Point is, I have no idea how to deal with my wife anymore. Whereas you could come up to me and say, "Your idea stinks," and I'd genuinely thank you for the input, with my wife if you make ANY gentle suggestion that something is wrong it makes her defensive and angry.

I see this as not something I need to change in her but rather something I need to be more sensitive to and handle in a more constructive manner.

Any strategies (besides counseling... it's not in the cards right now for financial reasons) would be helpful.


----------



## Enchantment (May 11, 2011)

Hiya Six ~

Well, first off - any changes that happen in your wife are going to have to be a result of her wanting to change. You won't be able to change her.

However, you can be supportive of her. If her insecurities stem from self-esteem (body issues?) you can reassure her that you love her just the way she is. Yes, you may have to remind yourself to give her the reassurances she needs.

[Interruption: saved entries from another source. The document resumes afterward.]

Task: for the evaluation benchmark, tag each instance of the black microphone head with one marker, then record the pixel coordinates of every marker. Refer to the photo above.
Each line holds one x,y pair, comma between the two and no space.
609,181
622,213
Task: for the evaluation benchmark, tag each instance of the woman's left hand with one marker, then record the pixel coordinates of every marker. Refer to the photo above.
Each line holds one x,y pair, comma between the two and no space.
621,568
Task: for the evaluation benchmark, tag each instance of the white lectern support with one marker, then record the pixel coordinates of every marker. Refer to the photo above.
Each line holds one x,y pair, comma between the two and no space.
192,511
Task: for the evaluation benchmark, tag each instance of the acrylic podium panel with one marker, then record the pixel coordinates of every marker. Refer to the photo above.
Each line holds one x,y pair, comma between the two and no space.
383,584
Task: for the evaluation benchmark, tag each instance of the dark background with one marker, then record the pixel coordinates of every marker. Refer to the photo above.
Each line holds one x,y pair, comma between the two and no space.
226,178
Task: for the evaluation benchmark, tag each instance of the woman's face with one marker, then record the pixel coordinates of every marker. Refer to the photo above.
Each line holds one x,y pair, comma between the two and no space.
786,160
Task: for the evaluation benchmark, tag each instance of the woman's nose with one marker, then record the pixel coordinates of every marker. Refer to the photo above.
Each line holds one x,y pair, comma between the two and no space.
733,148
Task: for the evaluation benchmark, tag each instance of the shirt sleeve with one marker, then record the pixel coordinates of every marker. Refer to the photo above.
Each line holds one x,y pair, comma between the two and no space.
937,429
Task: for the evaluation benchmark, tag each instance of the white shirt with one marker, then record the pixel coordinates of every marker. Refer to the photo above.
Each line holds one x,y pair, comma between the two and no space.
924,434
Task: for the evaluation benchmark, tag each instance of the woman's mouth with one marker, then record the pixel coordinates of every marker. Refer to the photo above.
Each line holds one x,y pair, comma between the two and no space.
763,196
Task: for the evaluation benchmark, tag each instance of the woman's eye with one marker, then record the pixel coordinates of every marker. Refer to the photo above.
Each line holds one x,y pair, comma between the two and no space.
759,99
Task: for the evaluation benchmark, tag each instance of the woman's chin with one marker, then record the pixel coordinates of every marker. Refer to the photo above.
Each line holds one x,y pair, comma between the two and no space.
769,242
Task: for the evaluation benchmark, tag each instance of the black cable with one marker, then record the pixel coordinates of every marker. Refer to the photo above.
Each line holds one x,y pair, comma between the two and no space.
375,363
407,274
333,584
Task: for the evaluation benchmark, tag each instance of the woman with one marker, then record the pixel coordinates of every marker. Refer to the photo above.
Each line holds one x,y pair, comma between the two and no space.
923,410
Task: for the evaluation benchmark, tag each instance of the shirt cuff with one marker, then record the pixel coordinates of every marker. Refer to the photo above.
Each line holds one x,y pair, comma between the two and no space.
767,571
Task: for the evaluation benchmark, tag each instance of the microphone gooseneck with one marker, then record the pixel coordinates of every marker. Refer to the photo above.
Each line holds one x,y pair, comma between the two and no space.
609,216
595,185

You can also remind her of other good qualities she has that you admire. You can ask for her opinions to let her know that they matter to you. You could also encourage her to pursue other activities that could leave her less time to think about the self-esteem issues that she has.

Best wishes.


----------



## wemogirl (May 31, 2011)

Enchantment said:


> Hiya Six ~
> 
> Well, first off - any changes that happen in your wife are going to have to be a result of her wanting to change. You won't be able to change her.
> 
> ...


I agree with this. Be specific in your comments. Don't just say "You're so great" or "I love you". Tell her why you think she's great. Tell her why you love her (and not just because she's your wife, either  ). "I love how your smile lights up your face." "You always know how to make me laugh and brighten my day."


----------



## Six (Jul 2, 2011)

I have no interest in changing her. That's beyond my control.

In my profession we work with "descriptive praise" so I'm very familiar with what you've mentioned. It's a very good idea.

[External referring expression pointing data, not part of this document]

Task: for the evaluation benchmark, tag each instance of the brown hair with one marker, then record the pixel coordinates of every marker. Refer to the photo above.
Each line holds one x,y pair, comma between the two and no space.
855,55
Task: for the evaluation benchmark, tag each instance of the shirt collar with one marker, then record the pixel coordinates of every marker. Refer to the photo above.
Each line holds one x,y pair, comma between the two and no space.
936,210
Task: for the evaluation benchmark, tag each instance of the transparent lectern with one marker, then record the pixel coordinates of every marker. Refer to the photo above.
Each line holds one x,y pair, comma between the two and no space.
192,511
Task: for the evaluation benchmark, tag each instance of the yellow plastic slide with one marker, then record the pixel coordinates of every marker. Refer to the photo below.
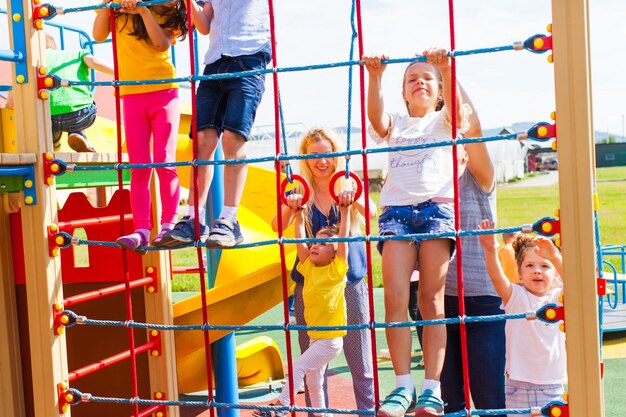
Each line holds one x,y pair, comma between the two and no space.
248,283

The more I think about my original post, I think I missed the mark. The real issue is I don't feel I can talk with her about how I feel. It almost always makes her angry and defensive.

I don't always like how I feel either. It just seems that when I am opening myself up, sharing feelings, and being vulnerable, then in that moment she should be a good listener. Instead she reacts, makes judgments, etc.

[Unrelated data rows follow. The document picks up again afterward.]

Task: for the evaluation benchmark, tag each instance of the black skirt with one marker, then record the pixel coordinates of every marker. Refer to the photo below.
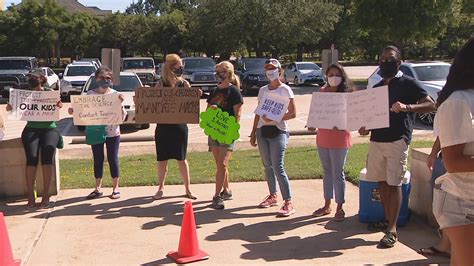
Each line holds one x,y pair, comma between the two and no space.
171,141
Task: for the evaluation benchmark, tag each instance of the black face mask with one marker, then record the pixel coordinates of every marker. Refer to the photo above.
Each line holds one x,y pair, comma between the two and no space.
178,72
33,83
388,69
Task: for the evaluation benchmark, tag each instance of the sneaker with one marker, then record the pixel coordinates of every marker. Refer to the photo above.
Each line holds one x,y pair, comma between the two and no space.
226,195
269,201
286,210
217,203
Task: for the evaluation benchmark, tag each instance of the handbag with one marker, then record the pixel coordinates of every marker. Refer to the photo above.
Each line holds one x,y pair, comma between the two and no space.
270,132
95,135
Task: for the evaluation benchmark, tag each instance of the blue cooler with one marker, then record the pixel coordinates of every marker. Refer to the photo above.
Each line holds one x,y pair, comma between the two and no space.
370,206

It's tough living with someone you feel uncomfortable talking with about your feelings. It makes me want to shut down and keep to myself. Which is how you end up in forums like these I guess.


----------



## Syrum (Feb 22, 2011)

If you really love her why is it so hard to find things you love about her and tell her? 

Why not write them down and give it to her?

If a friend of mine is feeling down, I try and build them up, if my child is feeling down i build them, in fact I love them and try to build their confidence by being loving and supportive and telling them something good about them every day. I also like to compliment my fiance, but that is because I really love him and genuinely love so much about him.


----------



## wemogirl (May 31, 2011)

Six said:


> I have no interest in changing her. That's beyond my control.
> 
> In my profession we work with "descriptive praise" so I'm very familiar with what you've mentioned. It's a very good idea.
> 
> ...


Could you maybe preface what you want to say with a "I just want you to listen to what I want to say. I love you and I want to feel safe opening up to you so please don't get angry or be judgmental." If she reacts negatively to that, I wouldn't go further. Maybe write down your thoughts and feelings instead of talking to her.

Have you read "Love Busters" by Willard Harley. Disrespectful Judgments and Angry Outbursts are two of the love busters he talks about. I haven't actually read the book but I've spent a lot of time on the marriage builders website and I've read one of his other books. 

One more thought...if she gets angry when you try to talk about your feelings, it probably stems from her insecurities. I think that's why you should preface what you have to say with a reassurance that you want to be close to her and want to be able to be open with her because you love her so much, etc. It may help her to tone down her negative response to know that you are still devoted to her and want to strenghten your relationship by opening up to her and being vulnerable.


----------



## CoffeeTime (Jul 3, 2011)

Six,

I am hearing you say in the first post -

" _I'm not a good cheerleader...with my wife if you make ANY gentle suggestion that something is wrong it makes her defensive and angry"_

Then in the second post-

"_The real issue is I don't feel I can talk with her about how I feel. It almost always makes her angry and defensive.

I don't always like how I feel either. It just seems that when I am opening myself up, sharing feelings, and being vulnerable, then in that moment she should be a good listener. Instead she reacts, makes judgments, etc"
_

I'm just observing that the example you make for not being a good cheerleader (supportive) is when she gets angry or defensive when you make 'suggestions' when she opens up to share with you. And yet, you feel the same way when you speak to her (not really listened to). It sounds like both of you would like acceptance of what is said without judgment, trying to 'fix' anything, or feeling responsible for how the other person feels at the moment. 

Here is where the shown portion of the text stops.